Koko Laisa or Champaladu
This week started without any particular plans for anything much interesting on the menu but the 'otai yesterday really inspired me to make it a week of Polynesian cooking. So tonight's snack is koko laisa, a thick chocolate based porridge. Closer to soup than rice pudding. Deliciously sweet without being overly do and with great flavor added by the coconut and orange.
This is also a Chamorro dish called champaladu, their is made without the orange leaf. A simmered chocolate rice porridge.
1 can coconut milk
1 1/4 cans rice
1/2 can sugar
3 - 4 can water
1 c. cocoa powder
1 orange leaf
In a large pan whisk together the coconut milk and the cocoa powder to make sure the cocoa doesn't have any lumps. Add everything else to the pot and cook over medium low heat, stirring often, until the rice is tender. Remove the orange leaf before eating.

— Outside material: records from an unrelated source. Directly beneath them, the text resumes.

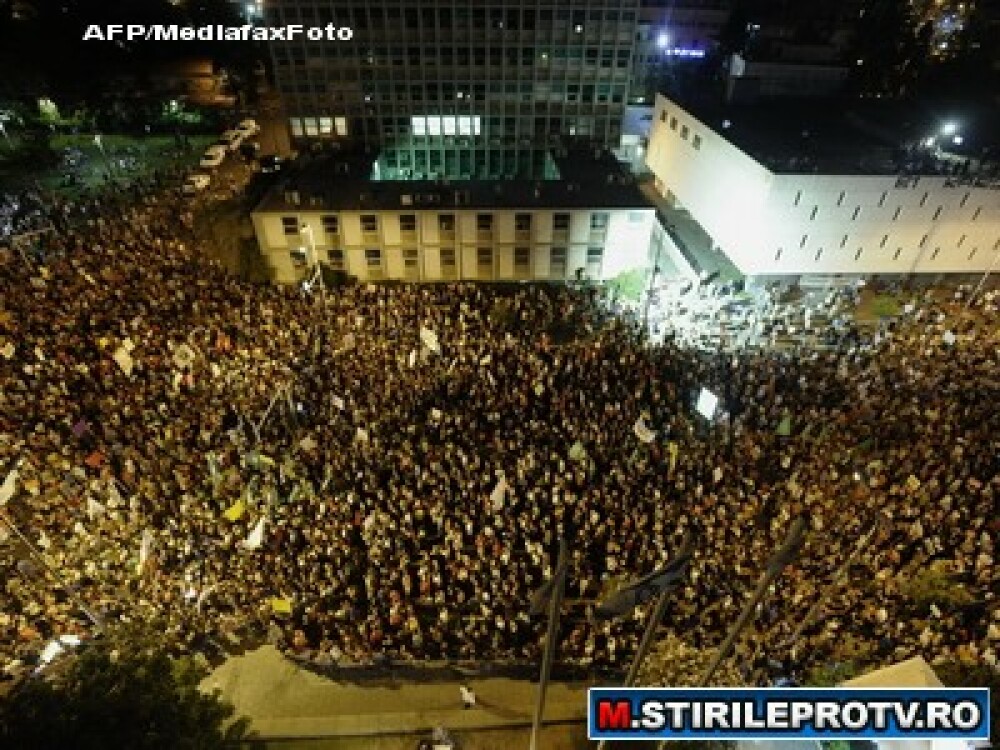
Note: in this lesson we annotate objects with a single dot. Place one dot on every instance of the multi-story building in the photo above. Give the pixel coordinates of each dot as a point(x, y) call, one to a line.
point(674, 32)
point(443, 88)
point(855, 189)
point(592, 223)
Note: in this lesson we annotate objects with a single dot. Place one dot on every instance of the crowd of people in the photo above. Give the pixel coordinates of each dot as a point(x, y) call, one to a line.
point(386, 471)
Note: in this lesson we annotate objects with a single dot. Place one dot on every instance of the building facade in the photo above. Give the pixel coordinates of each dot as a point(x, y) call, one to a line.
point(824, 221)
point(674, 32)
point(436, 244)
point(443, 88)
point(592, 223)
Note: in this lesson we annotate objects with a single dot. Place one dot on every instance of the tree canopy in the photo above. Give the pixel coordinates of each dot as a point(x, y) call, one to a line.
point(106, 695)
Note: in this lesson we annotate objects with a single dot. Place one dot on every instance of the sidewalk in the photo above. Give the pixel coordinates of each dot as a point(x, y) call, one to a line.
point(284, 701)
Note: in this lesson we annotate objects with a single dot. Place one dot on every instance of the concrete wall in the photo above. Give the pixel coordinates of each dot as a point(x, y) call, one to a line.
point(796, 223)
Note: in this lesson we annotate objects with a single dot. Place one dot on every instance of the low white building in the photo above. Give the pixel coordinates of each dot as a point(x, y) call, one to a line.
point(594, 223)
point(810, 189)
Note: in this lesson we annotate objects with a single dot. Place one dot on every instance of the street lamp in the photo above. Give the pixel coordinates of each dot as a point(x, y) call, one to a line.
point(773, 568)
point(314, 259)
point(661, 583)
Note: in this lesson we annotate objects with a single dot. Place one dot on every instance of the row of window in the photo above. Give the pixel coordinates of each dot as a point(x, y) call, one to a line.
point(485, 259)
point(364, 18)
point(685, 131)
point(881, 202)
point(523, 222)
point(895, 255)
point(601, 127)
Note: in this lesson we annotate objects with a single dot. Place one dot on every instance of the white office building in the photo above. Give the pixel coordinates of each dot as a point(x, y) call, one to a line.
point(593, 224)
point(818, 189)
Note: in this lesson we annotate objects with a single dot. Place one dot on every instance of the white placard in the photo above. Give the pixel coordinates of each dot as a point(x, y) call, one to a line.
point(708, 402)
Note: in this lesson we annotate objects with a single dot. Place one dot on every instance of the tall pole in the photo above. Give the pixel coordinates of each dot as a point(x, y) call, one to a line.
point(779, 560)
point(806, 621)
point(652, 281)
point(555, 605)
point(982, 281)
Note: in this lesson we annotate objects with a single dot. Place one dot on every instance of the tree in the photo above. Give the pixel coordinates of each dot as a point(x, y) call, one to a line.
point(120, 691)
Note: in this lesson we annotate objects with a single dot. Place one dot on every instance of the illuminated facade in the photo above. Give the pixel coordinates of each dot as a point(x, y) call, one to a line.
point(448, 89)
point(592, 223)
point(799, 201)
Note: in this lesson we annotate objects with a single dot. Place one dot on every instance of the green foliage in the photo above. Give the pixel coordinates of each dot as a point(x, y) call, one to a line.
point(832, 674)
point(958, 674)
point(934, 584)
point(885, 306)
point(122, 692)
point(631, 285)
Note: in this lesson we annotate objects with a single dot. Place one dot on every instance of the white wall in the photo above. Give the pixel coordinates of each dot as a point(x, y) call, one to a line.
point(798, 223)
point(723, 188)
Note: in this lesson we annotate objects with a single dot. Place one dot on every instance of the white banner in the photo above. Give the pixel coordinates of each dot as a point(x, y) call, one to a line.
point(498, 494)
point(9, 487)
point(124, 360)
point(642, 432)
point(430, 340)
point(256, 537)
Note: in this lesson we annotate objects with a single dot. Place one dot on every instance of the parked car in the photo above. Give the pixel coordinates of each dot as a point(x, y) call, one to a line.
point(213, 157)
point(248, 128)
point(195, 183)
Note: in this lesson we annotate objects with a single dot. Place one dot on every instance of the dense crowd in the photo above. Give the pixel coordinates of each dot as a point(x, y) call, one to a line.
point(218, 458)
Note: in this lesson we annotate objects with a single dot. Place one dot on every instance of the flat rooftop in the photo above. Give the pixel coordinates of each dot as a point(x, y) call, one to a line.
point(342, 182)
point(858, 136)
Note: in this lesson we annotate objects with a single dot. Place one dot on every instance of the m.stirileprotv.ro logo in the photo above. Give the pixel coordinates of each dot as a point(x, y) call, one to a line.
point(783, 713)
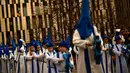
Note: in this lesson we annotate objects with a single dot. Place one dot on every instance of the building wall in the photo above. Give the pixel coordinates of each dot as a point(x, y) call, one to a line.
point(18, 17)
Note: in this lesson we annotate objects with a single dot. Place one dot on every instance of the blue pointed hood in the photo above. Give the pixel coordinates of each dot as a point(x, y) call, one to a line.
point(49, 44)
point(117, 38)
point(68, 39)
point(13, 45)
point(6, 50)
point(84, 26)
point(103, 37)
point(63, 43)
point(0, 50)
point(49, 35)
point(37, 43)
point(44, 41)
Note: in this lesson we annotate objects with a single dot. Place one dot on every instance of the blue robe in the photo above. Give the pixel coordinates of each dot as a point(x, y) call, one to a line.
point(52, 60)
point(121, 65)
point(107, 59)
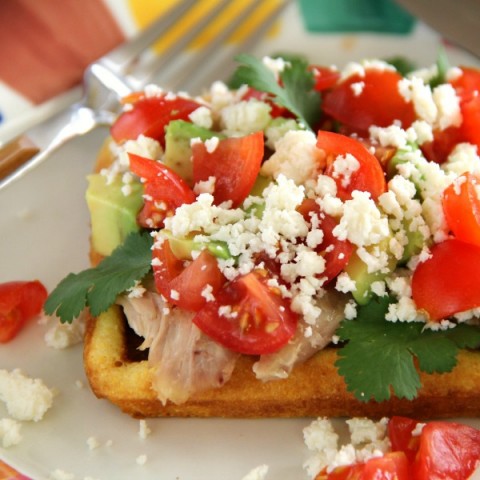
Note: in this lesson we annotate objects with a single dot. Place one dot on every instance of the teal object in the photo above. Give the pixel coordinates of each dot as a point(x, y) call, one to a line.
point(355, 16)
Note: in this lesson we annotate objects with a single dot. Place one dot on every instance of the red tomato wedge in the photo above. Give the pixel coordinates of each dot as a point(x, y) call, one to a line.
point(400, 433)
point(448, 451)
point(467, 86)
point(368, 177)
point(234, 163)
point(164, 190)
point(256, 319)
point(461, 206)
point(19, 302)
point(451, 274)
point(376, 102)
point(150, 115)
point(335, 252)
point(391, 466)
point(183, 285)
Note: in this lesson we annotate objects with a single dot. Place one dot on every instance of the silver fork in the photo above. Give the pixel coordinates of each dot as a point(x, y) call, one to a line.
point(129, 68)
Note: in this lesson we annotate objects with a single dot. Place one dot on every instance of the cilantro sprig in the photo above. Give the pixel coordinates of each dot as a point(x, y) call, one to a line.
point(295, 93)
point(98, 287)
point(379, 357)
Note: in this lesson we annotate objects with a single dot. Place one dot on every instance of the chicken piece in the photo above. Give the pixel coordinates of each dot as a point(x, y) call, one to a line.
point(308, 340)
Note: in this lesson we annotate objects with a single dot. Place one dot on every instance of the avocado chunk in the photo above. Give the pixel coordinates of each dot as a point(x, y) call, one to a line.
point(178, 152)
point(113, 215)
point(357, 270)
point(182, 248)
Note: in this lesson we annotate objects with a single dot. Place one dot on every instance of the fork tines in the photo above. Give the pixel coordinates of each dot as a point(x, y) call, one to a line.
point(197, 42)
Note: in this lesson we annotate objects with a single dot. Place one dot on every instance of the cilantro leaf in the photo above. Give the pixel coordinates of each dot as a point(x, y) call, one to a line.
point(379, 357)
point(296, 95)
point(98, 287)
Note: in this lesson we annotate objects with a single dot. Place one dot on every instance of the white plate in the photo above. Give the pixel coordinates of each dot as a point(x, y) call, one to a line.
point(44, 234)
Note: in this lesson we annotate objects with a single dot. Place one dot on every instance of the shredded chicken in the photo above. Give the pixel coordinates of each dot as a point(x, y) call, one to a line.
point(185, 360)
point(143, 315)
point(308, 340)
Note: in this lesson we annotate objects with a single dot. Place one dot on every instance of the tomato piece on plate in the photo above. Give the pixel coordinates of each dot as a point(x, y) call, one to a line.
point(373, 99)
point(248, 316)
point(449, 451)
point(234, 163)
point(392, 465)
point(344, 472)
point(461, 206)
point(335, 252)
point(164, 190)
point(400, 433)
point(19, 302)
point(449, 281)
point(149, 116)
point(367, 175)
point(181, 284)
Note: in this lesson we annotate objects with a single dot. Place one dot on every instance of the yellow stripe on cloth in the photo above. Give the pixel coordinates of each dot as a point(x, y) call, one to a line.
point(146, 11)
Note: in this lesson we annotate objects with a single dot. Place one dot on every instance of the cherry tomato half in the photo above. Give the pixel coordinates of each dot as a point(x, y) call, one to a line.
point(19, 302)
point(376, 102)
point(449, 451)
point(150, 115)
point(451, 274)
point(461, 206)
point(164, 190)
point(181, 284)
point(234, 164)
point(369, 176)
point(335, 252)
point(248, 316)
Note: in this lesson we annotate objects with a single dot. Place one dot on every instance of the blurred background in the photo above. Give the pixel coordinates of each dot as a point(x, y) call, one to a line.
point(45, 45)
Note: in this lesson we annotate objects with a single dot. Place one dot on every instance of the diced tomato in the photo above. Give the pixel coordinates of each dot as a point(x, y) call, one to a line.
point(448, 451)
point(400, 433)
point(248, 316)
point(377, 101)
point(325, 77)
point(369, 176)
point(335, 252)
point(164, 191)
point(461, 206)
point(234, 164)
point(183, 285)
point(451, 274)
point(19, 302)
point(150, 115)
point(391, 466)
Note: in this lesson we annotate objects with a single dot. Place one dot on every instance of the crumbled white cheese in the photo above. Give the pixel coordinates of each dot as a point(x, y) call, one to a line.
point(202, 117)
point(362, 223)
point(25, 398)
point(296, 156)
point(92, 443)
point(10, 432)
point(143, 429)
point(64, 335)
point(59, 474)
point(258, 473)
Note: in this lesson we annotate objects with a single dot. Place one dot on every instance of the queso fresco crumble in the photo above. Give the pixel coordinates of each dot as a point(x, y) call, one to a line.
point(378, 228)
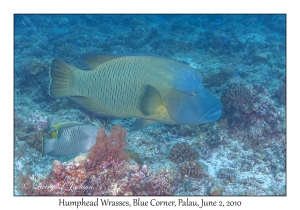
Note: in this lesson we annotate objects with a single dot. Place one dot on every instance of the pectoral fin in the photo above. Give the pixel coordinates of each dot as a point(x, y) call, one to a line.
point(140, 124)
point(152, 102)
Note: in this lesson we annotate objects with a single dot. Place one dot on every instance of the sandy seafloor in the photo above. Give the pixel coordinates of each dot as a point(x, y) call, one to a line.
point(243, 153)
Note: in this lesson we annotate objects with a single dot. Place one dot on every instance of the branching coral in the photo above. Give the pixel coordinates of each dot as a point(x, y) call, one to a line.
point(183, 152)
point(107, 149)
point(191, 169)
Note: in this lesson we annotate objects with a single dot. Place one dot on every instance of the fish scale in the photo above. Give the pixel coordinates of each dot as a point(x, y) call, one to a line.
point(150, 88)
point(71, 140)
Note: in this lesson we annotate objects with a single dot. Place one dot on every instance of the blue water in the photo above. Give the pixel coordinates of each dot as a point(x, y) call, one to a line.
point(242, 59)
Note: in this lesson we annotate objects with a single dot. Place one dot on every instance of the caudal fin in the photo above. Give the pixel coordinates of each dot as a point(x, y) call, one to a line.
point(60, 79)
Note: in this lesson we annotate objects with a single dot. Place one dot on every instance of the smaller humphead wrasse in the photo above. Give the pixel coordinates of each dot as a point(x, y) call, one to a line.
point(71, 139)
point(150, 88)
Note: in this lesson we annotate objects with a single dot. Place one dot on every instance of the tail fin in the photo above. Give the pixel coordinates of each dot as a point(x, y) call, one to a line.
point(60, 79)
point(47, 146)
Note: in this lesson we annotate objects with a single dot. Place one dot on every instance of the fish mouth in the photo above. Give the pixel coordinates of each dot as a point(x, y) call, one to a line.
point(214, 113)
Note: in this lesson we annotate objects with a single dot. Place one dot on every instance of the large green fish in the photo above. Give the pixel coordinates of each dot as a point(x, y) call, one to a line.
point(151, 88)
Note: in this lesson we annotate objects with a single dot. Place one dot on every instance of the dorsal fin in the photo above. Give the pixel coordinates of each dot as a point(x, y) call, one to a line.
point(94, 60)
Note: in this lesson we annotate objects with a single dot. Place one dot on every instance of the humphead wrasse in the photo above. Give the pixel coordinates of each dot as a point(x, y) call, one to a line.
point(151, 88)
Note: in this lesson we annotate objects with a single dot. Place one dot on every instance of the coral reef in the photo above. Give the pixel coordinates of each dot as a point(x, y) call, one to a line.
point(213, 137)
point(191, 169)
point(107, 149)
point(183, 152)
point(243, 61)
point(217, 79)
point(246, 105)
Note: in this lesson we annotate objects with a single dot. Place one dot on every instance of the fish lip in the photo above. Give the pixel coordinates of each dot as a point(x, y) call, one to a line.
point(214, 113)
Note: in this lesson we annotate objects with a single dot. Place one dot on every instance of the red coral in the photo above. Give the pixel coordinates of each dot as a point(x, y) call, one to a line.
point(107, 149)
point(58, 170)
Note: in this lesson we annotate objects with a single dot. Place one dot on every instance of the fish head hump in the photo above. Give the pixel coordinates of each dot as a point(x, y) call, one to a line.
point(189, 102)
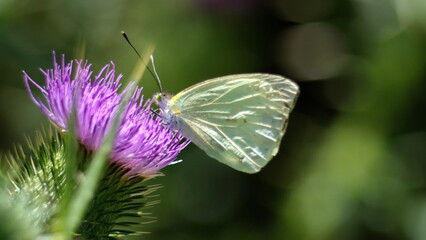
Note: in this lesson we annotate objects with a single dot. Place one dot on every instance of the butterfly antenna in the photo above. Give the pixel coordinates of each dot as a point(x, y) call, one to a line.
point(156, 75)
point(153, 73)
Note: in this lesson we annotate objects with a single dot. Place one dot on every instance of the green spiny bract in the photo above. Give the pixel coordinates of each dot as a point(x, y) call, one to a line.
point(35, 183)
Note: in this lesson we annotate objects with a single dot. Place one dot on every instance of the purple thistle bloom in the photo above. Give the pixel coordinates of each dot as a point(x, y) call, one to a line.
point(143, 145)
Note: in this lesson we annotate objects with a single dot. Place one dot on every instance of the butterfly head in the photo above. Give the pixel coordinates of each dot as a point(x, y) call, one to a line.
point(169, 117)
point(162, 99)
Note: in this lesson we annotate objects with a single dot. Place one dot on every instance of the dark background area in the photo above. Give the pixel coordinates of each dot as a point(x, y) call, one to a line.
point(352, 164)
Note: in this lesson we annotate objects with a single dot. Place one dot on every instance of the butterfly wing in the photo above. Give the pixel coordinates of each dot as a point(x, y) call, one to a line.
point(238, 119)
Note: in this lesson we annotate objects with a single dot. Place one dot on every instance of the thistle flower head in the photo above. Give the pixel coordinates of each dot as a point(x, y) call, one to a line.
point(143, 145)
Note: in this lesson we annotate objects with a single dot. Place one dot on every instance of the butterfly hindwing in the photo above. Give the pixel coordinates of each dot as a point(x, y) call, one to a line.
point(238, 119)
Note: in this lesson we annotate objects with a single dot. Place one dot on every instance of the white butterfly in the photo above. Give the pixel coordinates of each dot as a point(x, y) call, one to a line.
point(238, 119)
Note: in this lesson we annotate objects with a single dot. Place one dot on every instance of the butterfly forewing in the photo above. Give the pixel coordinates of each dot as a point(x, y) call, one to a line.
point(238, 119)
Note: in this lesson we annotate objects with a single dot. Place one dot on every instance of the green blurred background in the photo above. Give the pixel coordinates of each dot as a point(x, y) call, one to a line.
point(353, 162)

The type of rice you use with depend on how much water the porridge needs so keep an eye on it and taste along the way.
I think this would be really delicious with the nutty flavor of brown rice. I can't vouch for how it works because I haven't tried it yet but when I do I plan on soaking the rice in water for an hour first before starting the recipe. I've found that helps with cooking time and making sure the center gets cooked.